NOTE : The hadoop cluster is currently down in order to be relocated as well as to update the cluster to Hadoop 2.7.1 and Spark 1.6.0. This process has encountered a number of issues and the ETA for having the node returned to service is unknown. We will update when more informaiton is available. 6 July 2016
Access to the cluster
You need to obtain permission to run on the CHPC Hadoop cluster. Therefore, please send an email to email@example.com and cc Sam Liston (firstname.lastname@example.org). Don't forget to add 'Access to the Hadoop cluster' in your email's subject line.
Once you obtained permission to log into CHPC's 'elephant' cluster, you can access it in the following way (the elephant cluster can only be accessed by first logging into one of the compute clusters):
ssh -X $UNID@$cluster.chpc.utah.edu
ssh -X $UNID@elephant.chpc.utah.edu
where cluster stands for ember, kingspeak, lonepeak, ... and UNID (as in the remainder of this discussion) stands for the user's UoU ID.
Running your first Hadoop program
We provide a basic example i.e. WordCount to test out/get familiar with the new Hadoop environment.
Step 1: Retrieve the example code
The example code can be retrieved from CHPC's gitlab in the following way:
module load git
git clone https://gitlab.chpc.utah.edu/u0253283/Hadoop-Examples.git WordCount
Note that we encourage you to set the variable EXAMPLEDIR to a directory of your choice. If the EXAMPLEDIR is not set, the WordCount directory will be created in your HOME directory.
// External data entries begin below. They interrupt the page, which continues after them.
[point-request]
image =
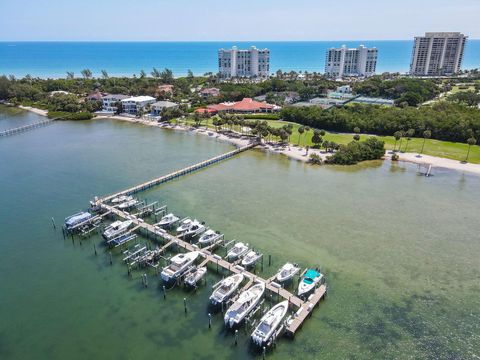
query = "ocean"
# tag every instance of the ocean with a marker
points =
(54, 59)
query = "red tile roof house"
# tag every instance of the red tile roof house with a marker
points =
(247, 105)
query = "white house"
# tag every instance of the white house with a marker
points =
(160, 105)
(132, 105)
(111, 101)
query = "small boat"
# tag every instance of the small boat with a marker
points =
(168, 220)
(269, 323)
(76, 219)
(226, 288)
(121, 199)
(208, 237)
(116, 228)
(178, 265)
(238, 250)
(128, 204)
(184, 225)
(311, 278)
(287, 272)
(195, 228)
(251, 258)
(195, 276)
(245, 303)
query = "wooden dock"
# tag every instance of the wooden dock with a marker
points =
(304, 308)
(26, 128)
(178, 173)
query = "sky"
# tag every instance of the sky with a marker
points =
(223, 20)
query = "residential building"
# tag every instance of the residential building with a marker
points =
(110, 102)
(437, 54)
(160, 105)
(252, 63)
(133, 105)
(247, 105)
(210, 92)
(341, 62)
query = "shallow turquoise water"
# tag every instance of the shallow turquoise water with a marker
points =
(400, 251)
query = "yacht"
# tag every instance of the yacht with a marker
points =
(178, 265)
(168, 220)
(238, 250)
(116, 228)
(226, 288)
(208, 237)
(195, 228)
(287, 272)
(76, 219)
(311, 278)
(195, 276)
(269, 323)
(121, 199)
(251, 258)
(184, 225)
(245, 303)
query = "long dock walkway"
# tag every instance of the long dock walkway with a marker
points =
(178, 173)
(304, 308)
(26, 128)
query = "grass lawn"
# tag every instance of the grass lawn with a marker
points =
(445, 149)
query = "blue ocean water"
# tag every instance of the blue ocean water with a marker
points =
(54, 59)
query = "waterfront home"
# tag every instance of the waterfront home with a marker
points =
(210, 92)
(111, 102)
(160, 105)
(247, 105)
(134, 105)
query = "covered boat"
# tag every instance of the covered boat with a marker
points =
(269, 323)
(226, 288)
(311, 278)
(77, 219)
(245, 303)
(238, 250)
(116, 228)
(287, 272)
(178, 265)
(251, 258)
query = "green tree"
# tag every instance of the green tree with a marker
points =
(471, 141)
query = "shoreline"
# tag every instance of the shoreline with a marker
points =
(293, 151)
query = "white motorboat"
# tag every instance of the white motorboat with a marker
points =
(116, 228)
(121, 199)
(226, 288)
(77, 219)
(269, 323)
(128, 204)
(195, 228)
(168, 220)
(178, 265)
(251, 258)
(184, 225)
(238, 250)
(195, 276)
(208, 237)
(287, 272)
(311, 278)
(245, 303)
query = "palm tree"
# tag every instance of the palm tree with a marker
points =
(427, 134)
(471, 141)
(300, 130)
(410, 134)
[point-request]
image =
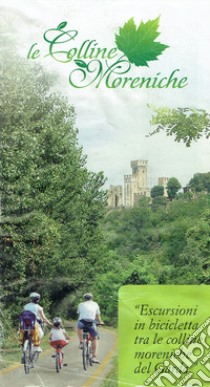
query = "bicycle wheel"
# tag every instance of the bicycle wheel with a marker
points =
(85, 355)
(58, 361)
(27, 356)
(35, 357)
(90, 355)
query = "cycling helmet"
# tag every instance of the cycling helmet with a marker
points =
(57, 321)
(88, 296)
(35, 297)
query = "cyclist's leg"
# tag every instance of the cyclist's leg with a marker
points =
(93, 335)
(80, 327)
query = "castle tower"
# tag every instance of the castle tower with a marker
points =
(115, 196)
(136, 184)
(163, 181)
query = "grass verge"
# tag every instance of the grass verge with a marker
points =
(111, 379)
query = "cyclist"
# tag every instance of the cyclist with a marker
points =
(89, 311)
(58, 335)
(34, 307)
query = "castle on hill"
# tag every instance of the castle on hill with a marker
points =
(135, 186)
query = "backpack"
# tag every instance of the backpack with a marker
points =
(27, 320)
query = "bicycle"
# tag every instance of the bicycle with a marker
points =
(87, 353)
(59, 354)
(86, 349)
(27, 326)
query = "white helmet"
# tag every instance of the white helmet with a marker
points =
(35, 296)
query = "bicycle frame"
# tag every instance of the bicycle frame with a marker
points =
(29, 356)
(86, 350)
(59, 356)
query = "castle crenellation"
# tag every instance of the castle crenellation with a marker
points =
(135, 186)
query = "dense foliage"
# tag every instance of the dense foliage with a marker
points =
(51, 205)
(185, 124)
(165, 243)
(54, 236)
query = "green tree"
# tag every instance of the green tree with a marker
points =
(51, 204)
(173, 187)
(200, 182)
(186, 124)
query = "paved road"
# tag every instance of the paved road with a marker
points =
(44, 375)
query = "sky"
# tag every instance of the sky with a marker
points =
(113, 123)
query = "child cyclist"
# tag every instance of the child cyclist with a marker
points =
(58, 335)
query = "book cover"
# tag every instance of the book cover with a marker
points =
(105, 184)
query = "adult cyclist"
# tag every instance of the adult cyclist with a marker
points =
(34, 307)
(89, 312)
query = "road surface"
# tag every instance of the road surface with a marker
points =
(44, 374)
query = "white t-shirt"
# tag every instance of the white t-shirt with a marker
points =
(34, 308)
(87, 310)
(57, 334)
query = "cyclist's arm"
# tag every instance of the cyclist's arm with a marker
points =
(44, 318)
(98, 318)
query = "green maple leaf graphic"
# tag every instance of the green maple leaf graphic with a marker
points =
(138, 43)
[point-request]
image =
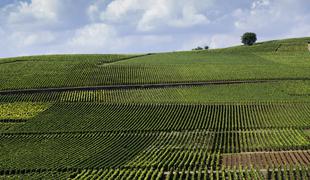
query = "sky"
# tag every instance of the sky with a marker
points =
(31, 27)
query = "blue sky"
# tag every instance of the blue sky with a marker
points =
(30, 27)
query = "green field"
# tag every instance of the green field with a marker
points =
(239, 113)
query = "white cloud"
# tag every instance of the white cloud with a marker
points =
(93, 36)
(34, 11)
(31, 39)
(153, 14)
(224, 40)
(111, 26)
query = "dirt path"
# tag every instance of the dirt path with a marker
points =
(144, 86)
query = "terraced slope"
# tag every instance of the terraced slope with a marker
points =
(255, 129)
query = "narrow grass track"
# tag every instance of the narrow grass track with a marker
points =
(144, 86)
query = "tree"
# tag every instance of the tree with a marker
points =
(249, 38)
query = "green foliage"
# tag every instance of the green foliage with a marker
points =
(160, 133)
(249, 38)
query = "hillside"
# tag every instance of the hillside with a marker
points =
(238, 112)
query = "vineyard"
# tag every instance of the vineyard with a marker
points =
(239, 113)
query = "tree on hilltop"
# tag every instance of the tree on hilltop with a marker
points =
(248, 38)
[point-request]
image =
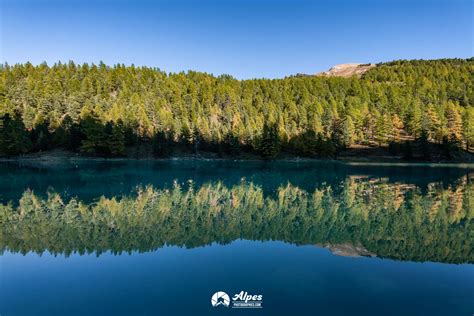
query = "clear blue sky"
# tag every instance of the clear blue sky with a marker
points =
(246, 39)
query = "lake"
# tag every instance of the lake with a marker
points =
(85, 237)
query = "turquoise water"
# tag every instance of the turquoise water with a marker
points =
(160, 238)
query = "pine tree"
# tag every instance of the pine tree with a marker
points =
(468, 127)
(454, 122)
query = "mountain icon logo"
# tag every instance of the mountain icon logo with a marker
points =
(220, 298)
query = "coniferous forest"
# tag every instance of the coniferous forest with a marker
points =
(113, 111)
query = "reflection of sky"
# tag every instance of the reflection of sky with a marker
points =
(243, 38)
(175, 281)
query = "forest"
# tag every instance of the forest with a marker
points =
(392, 220)
(408, 107)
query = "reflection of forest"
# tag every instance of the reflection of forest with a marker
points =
(393, 220)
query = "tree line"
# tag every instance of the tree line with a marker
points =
(393, 220)
(105, 111)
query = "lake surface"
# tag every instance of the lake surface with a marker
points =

Step 2: Copy data from your local fs to the Hadoop File System (HDFS):
We will subject Machiavelli's work "The Prince" to the WordCount program.
In a first step, we will retrieve 'The Prince' from the Gutenberg project, by executing the following code:
In order to initialize the Hadoop environment, we must load the following 2 modules:
module load jdk/1.7.0_67
module load hadoop/2.6.0
In the next step, we will copy the 'Prince' into the HDFS filesystem, by executing the following commands:
hadoop fs -mkdir /user/$UNID
hadoop fs -mkdir machia-inp
hadoop fs -copyFromLocal pg1232.txt machia-inp
If you want to see the content of the input directory, please type:
hadoop fs -ls -R machia-inp
Step 3.1: Building & testing the Java version of WordCount
The Hadoop framework is written in Java. The use of Java allows easy access the Hadoop functionality. In order to run the Java code, we first need to build a Jar file. This can be easily done using maven:
module load maven/3.3.3
mvn -e package
If the building process went succesful, we shoud see the corresponding WordCount.jar file in the target subdirectory. We are now ready to execute the Java WordCount code:
hadoop jar target/WordCount-1.0.jar org.chpc.wim.wordcount.WordCount \
-Dmapred.job.queue.name=general -D mapreduce.job.reduces=5 \
In the above example, we used 2 additional flags:
- -Dmapred.job.queue.name=general (name of the queue (general|chpc) , which is MANDATORY)
- -Dmpareduce.job.reduce=5 (OPTIONAL flag -> #reducers to be used. The default value is 1)
We are now ready to check the output (assuming the MapReduce went well).
We can check the output by copying it back to our local file system in the following way:
hadoop fs -copyToLocal machia-out-java .
If the WordCount job was successful, the directory will contain an empty _SUCCESS file as well as N part-r-0000x files where N stands for the number of reducers which has been used.
We can also check the the output without the need to copy it over from the HDFS file system:
hadoop fs -ls -R machia-out-java
hadoop fs -cat machia-out-java/part-r-00000
We can easily delete the output in the HDFS file system, by invoking the following command:
hadoop fs -rm -R machia-out-java
Step 3.2: Testing the Python version of WordCount
The Hadoop framework can also interact with Python code through the Hadoop streaming jar.
The corresponding Python code can now be executed as follows:
hadoop jar /usr/hdp/126.96.36.199-2/hadoop-mapreduce/hadoop-streaming-188.8.131.52.2.4.2-2.jar \
-D mapred.job.queue.name=general -D mapreduce.job.reduces=5 \
-input /user/$UNID/machia-inp/pg1232.txt \
-output /user/$UNID/machia-out-python \
-mapper ./mapper.py -file ./mapper.py \
-reducer ./reducer.py -file ./reducer.py
Note that the following flag is MANDATORY (as in the Java case):
The output can be checked in exactly the same way as for the Java example.